With the plethora of resources available to prepare for the COMLEX, use a study aid that best fits your learning style.

“Use material that best suits your learning style. You don’t want to be studying and realize you didn’t get as much out of it,” Dr. Wolff says.

Trust your judgment and stick with the studying methods that have worked for you when you’ve prepared for tests in your classes.

“Don’t buy into a program because everyone around you is, know what worked for you as you studied your coursework,” Dr. Wolff says.

If you learned from listening to a lecture, then consider an online lecture-based course. If you studied better at home from books or actively engaged with others, use those techniques instead.

5. What resources should I use?

Dr. Wolff says many students decide to use question banks to help them prepare. Doing practice questions allows you to apply concepts instead of just memorizing them.


 Popular COMLEX Study Resources

COMBANK

COMQUEST

USMLEWorld

Firecracker

Doctors in Training

USMLE Rx

OMT Review by Savarese – the standard OMM review book (“the green book”)

First Aid

Kaplan

If you do decide to use question banks to study for the COMLEX, make sure to use a COMLEX-specific question bank. While exam content for the COMLEX and the USMLE is similar, question styles differ. A COMLEX study bank will also have osteopathically focused questions.

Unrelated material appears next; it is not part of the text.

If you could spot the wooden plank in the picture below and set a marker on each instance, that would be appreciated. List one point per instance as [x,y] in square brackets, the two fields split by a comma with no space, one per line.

 The most helpful study aids*

Review book: First Aid for USMLE

Question bank: COMBANK

Lecture videos: Kaplan USMLE

Practice examination: COMSAE

(*According to a JAOA study about the predictors of scoring at least a 600 on COMLEX Level 1) 


2 comments

  1. Taking the USMLE is a must… you cannot be competitive regionally if you do not take it. And bringing brochures explaining the COMLEX is a bad idea, most PDs will find that very very odd, comical at best, and mistrust the exam even more than they do.

    I suggest to the NBOME: Merge yourself with USMLE, add a “supplemental” section to the exam dealing with OMM. This will start the process of MDs seeing DOs as equals (as far as residency is concerned). There is a bias, I am recognizing this as I try to match, and the AOA and NBOME should be using all their time making sure we are competitive, and having separate exams is the wrong answer.